True Confession: when God was handing out maternal instinct, I must have been taking a bathroom break. In my earliest childhood I had fun playing with chubby-faced cherub dolls that sighed and cried and spoke. I enjoyed giving them names and personalities. Yet sometime in my late teens I came to realize I was imagining fictional characters, not future children. The idea of a living child dependent on me for health and safety and moral guidance struck me then, as it strikes me now, as more than faintly terrifying, a responsibility for which I am not cut out.
This does not make me a bad person, shirking my duty to the human race. Yet neither does it make me a good person, a freer and more enlightened feminist than my friends and relatives with children. In an excellent blog posted on Fantasy Cafe, Michelle Sagara explains why she finds it difficult to write romance: her daydreams have always revolved around being a superhero, not a girlfriend/wife, but she does not view herself as somehow superior because of this. Likewise, while I’ve always had my share of dreams about romance and marriage, I have never really daydreamed about motherhood. That’s why the Babies Ever After trope would be difficult for me to write. It does not spring from any generalized dislike of motherhood or children.
Children I can write about. When I finished Atterwald I was pleased to see that Ricarda’s youngsters, Hulbert and Adelyte, turned out as well as they did. They’re smart and energetic and observant, the sort of children I would enjoy being around. Yet while my heroine, Nichtel, plays with them and bonds with them, her affection for them does not segue naturally into a desire for children of her own. She never thinks explicitly that she does not want children, as does the heroine of Kristin Cashore’s Graceling. Readers who want to imagine her as a happy mother a few years down the road might do so easily enough. Daydreams of motherhood simply don’t come up in the timespan covered by the novel. I can’t stress enough that its absence is not meant as a political statement. It’s simply a sign of the limits of my own imagination.
My response to the Babies Ever After trope as a reader is a bit more complicated. Some of my very favorite characters in literature are children: young Jane Eyre, telling off her cruel aunt and standing up for her best friend at school; young Anne Shirley, letting her capacious imagination lead her into all kinds of mischief; young Jo March, galloping through the world, a hotheaded daydreamer; Scout Finch, questioning the people and events around her and taking no guff from anyone; and Harry Potter and his friends, repeatedly saving their world with only minor assistance from adults. There’s nothing anti-child about my reading. But is there something anti-motherhood? How many mother’s stories do I find compelling?
My problem, I realize, isn’t with the “Babies” part of the trope as much as with the “Ever After” part, the idea that motherhood signals the end of the adventure, and the part of the personality that took interest and action in the world beyond the back yard either goes to sleep or ceases to exist altogether. There are “mother stories” I enjoy, the ones that show a mom can take action in the wider world while still being a loving, caring mom. Holly Lisle’s Arhel Trilogy is worthy of note. In the last two volumes, Bones of the Past and Mind of the Magic, heroine Faia fights the forces of evil and saves her friends and all her people, all while being the single mother of a very precocious toddler. Patricia C. Wrede’s Caught in Crystal features a more mature single mother, Kayl, with two children, one teen and one preteen. Kayl had wanted to leave adventuring behind but gets swept back into danger. Her youngsters take part in the new adventure and get to witness their mother being a first-class badass.

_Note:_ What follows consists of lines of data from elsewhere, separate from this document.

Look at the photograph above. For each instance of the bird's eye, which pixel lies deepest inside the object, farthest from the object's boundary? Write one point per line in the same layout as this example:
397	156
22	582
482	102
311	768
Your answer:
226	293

I may not be maternal, but I don’t expect other women to be like me, and indeed I’m glad for all the women who are not like me. These are the women who write stories about mothers that I can enjoy, the ones who understand through experience that motherhood doesn’t have to be the End of the Story.
My response to this trope isn’t very complicated at all. I’ve been through the American high school, and it’s not a place I’m eager to revisit. I may have been interested in American-high-school stories back when I was there, back when John Hughes was directing movies like The Breakfast Club. But now, as a fortysomething adult, I find a contemporary American high school setting has no appeal for me at all. I may relish a well-written YA fantasy, but only if high-school angst is left out of the plot, or at least kept to a bare minimum. The only modern-day school I want to read about is Hogwarts School of Witchcraft and Wizardry, because 1) it’s magical, and 2) it’s British.
Yet my main objection to the trope is the word “ordinary,” at least as many writers seem to define it. All too often, “ordinary” is simply code for “has no hobbies, interests, or ambitions before the Call to Adventure comes along”; the Ordinary High School Student is a blank slate awaiting definition through adventure (usually if a boy) or romance (usually if a girl). I don’t see how anyone with any kind of inner life can fit this concept of “ordinary.” I would much rather see a young protagonist with interests and ambitions and maybe an actual skill or two, confronted with a situation that could change his/her picture of the future. These “ordinary” blank-slate types, after all, don’t seem to have much to lose.
Interested people are more interesting people, whatever their age.